How Latin America Can Maximize its Shale Gas Potential

How Latin America Can Maximize its Shale Gas Potential
A worker adjusts pipes during a hydraulic fracturing operation at an Encana Corp. well pad near Mead, Co., March 25, 2014 (AP photo by Brennan Linsley).

Shale gas is revolutionizing the world’s energy landscape. Seemingly overnight, supplies have increased dramatically due to technological advances, including hydraulic fracturing—known as fracking—and horizontal drilling. A world accustomed to energy scarcity and declining supplies is rapidly readjusting to abundance, at just the time when concerns about global climate change and the desire to identify cleaner, relatively inexpensive fuel sources intensify. These conditions and the impressive size of proven reserves within the Western Hemisphere in particular provide the Americas with an enviable opportunity for leadership in global shale gas.

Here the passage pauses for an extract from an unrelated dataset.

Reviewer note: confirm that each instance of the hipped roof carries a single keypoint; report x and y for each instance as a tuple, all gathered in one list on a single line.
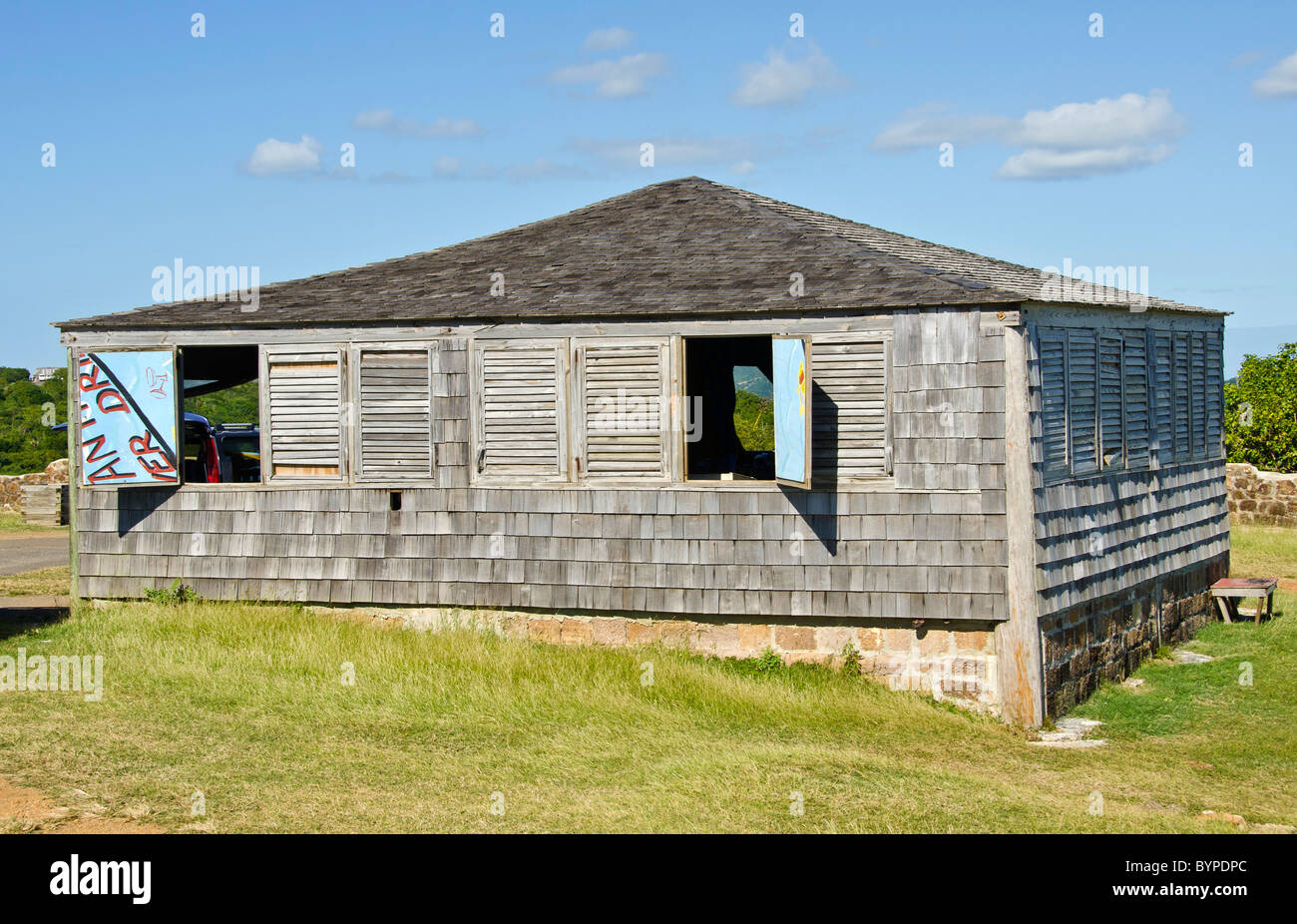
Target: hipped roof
[(686, 246)]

The United States, Argentina, Canada, Mexico and Brazil all rank within the top 10 countries in terms of technically recoverable shale gas reserves, making up approximately 40 percent of the world’s total supply. With the possible exception of Colombia, which also has significant shale gas potential—but whose government is actively engaged in peace negotiations to end some 50 years of guerrilla conflict—the Americas also offer a stronger security environment for exploration and production compared to other gas-producing regions like North Africa and the Middle East.

But Latin America still has work to do to maximize its energy potential. Shale gas development is capital intensive. The economics of exploration and production, including the costs of equipment, talent, and volumes, along with wellhead prices, drive initial investor interest. A variety of other factors, from the regulatory framework and the quality of infrastructure to environmental and other political considerations, also play a critical role, particularly given the relatively long timeframe it takes for energy investments to mature. Anything that complicates the business climate will discourage investors, who will seek opportunities elsewhere—locking up equipment, capital and talent. In an environment of energy scarcity, resource-rich nations hold the cards; investments will necessarily materialize. With abundance, investors will go where opportunities are the most promising.